Изменить стиль страницы

XVIII

Вот здесь мы у собора остановимся. Здесь обождем. Манит ли нас опасность? Или наши ноги влечет к собору чувство защищенности?

Т. С. Элиот

Мы, совсем потерявшиеся под гигантским куполом карловского храма, в изумлении задирали вверх головы. Гмюнд, державший в одной руке шляпу, а в другой трость, я, согревавший дыханием ладони, потому что в храме было почти морозно… Через высокие окна к нам проникал дневной свет, от наших ртов к звездам на потолке поднимались облачка пара. Восторг рыцаря был искренним и ничуть не меньшим, чем мой, хотя новую сине-золотую роспись ему приходилось видеть уже несколько раз. В этот день положенный по закону сопровождающий отсутствовал: отчего-то вполне хватило одного меня.

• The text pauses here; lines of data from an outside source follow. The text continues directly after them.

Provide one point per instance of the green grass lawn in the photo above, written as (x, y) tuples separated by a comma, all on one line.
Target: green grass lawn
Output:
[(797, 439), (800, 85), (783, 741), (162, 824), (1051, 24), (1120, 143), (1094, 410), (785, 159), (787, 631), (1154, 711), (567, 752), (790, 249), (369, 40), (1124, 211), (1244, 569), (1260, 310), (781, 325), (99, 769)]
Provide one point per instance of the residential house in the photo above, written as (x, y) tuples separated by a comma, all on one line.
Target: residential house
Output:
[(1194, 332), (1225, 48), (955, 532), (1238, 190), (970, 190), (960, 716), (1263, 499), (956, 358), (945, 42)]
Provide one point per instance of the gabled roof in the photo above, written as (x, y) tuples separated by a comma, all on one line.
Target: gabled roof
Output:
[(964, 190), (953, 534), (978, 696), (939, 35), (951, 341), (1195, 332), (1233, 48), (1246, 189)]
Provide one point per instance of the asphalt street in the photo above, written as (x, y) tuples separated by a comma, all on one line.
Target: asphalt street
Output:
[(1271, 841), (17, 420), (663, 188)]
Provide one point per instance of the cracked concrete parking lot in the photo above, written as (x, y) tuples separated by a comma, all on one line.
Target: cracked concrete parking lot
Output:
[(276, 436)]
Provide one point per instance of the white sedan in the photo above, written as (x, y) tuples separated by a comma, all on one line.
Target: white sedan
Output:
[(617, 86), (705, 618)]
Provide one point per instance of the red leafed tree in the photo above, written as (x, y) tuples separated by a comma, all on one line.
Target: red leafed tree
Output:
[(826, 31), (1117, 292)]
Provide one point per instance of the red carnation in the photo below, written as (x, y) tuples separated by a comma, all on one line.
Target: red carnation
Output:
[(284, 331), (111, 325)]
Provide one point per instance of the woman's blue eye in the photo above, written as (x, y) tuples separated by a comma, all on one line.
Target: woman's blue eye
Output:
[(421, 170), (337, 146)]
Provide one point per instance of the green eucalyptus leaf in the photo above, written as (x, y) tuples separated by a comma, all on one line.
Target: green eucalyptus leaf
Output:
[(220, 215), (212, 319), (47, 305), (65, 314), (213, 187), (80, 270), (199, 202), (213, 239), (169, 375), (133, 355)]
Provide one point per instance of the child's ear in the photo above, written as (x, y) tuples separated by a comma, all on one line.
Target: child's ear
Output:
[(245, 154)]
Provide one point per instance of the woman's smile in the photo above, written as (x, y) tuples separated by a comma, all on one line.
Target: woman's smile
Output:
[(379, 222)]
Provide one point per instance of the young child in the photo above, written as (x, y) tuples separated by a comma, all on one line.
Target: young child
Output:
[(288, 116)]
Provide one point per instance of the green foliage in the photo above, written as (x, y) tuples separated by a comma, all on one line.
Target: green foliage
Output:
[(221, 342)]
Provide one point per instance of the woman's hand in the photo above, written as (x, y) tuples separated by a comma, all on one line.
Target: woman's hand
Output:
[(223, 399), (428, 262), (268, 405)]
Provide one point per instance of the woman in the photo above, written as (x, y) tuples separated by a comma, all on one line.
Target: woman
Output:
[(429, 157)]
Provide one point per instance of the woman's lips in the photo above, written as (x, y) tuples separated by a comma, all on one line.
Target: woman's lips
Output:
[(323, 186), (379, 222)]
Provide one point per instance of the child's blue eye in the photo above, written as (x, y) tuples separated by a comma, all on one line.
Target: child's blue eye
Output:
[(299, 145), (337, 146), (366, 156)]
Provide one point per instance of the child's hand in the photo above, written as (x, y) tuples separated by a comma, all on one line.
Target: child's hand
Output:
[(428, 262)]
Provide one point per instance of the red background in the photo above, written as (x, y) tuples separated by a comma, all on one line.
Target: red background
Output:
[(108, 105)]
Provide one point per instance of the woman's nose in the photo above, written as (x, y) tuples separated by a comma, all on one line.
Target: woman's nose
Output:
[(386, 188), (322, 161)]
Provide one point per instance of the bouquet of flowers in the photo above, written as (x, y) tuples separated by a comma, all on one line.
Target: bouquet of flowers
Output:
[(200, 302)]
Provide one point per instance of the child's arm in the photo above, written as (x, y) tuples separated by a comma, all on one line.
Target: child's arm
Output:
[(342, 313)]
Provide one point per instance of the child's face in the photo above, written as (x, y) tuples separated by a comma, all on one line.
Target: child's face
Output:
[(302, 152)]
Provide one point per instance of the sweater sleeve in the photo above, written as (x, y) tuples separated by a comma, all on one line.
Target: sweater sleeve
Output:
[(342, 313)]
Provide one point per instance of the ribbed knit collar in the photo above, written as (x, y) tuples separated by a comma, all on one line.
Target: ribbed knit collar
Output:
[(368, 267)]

В последние годы я не заглядывал в храм Девы Марии и Карла Великого, и теперь мне казалось, будто я вернулся в далекое прошлое, когда здание только-только построили. Где прежде была тьма, нынче господствует свет, где зияли дыры и зеленела плесень, нынче возвышаются прочные стены, отливающие королевским кармином и золотом. Золотой узор на красном фоне Гмюнд оставил, ибо это соответствует готическому убранству святыни, а вот звездное небо, сотканное между ребрами свода, появилось в храме лишь недавно. Потолок, похожий на огромную восьмиконечную морскую звезду, сохранился с шестнадцатого века, когда ночные небеса уже вышли из моды. От изначально предложенного, но так и не возведенного свода его отличают разве что геометрически сложная форма и поразительно небольшая степень вогнутости — мелкость, создающая впечатление парения крыши над тоненькими балками и опорами. Гмюндово вмешательство отшлифовало карловский алмаз до неописуемой красоты. Раздавая указания мастерам по росписи, рыцарь совершенно отказался от своих пуританских вкусов, из-за которых он проклял многих архитекторов ренессанса, барокко и классицизма и — правда, лишь на словах — разнес по камешку их неуклюжие постройки.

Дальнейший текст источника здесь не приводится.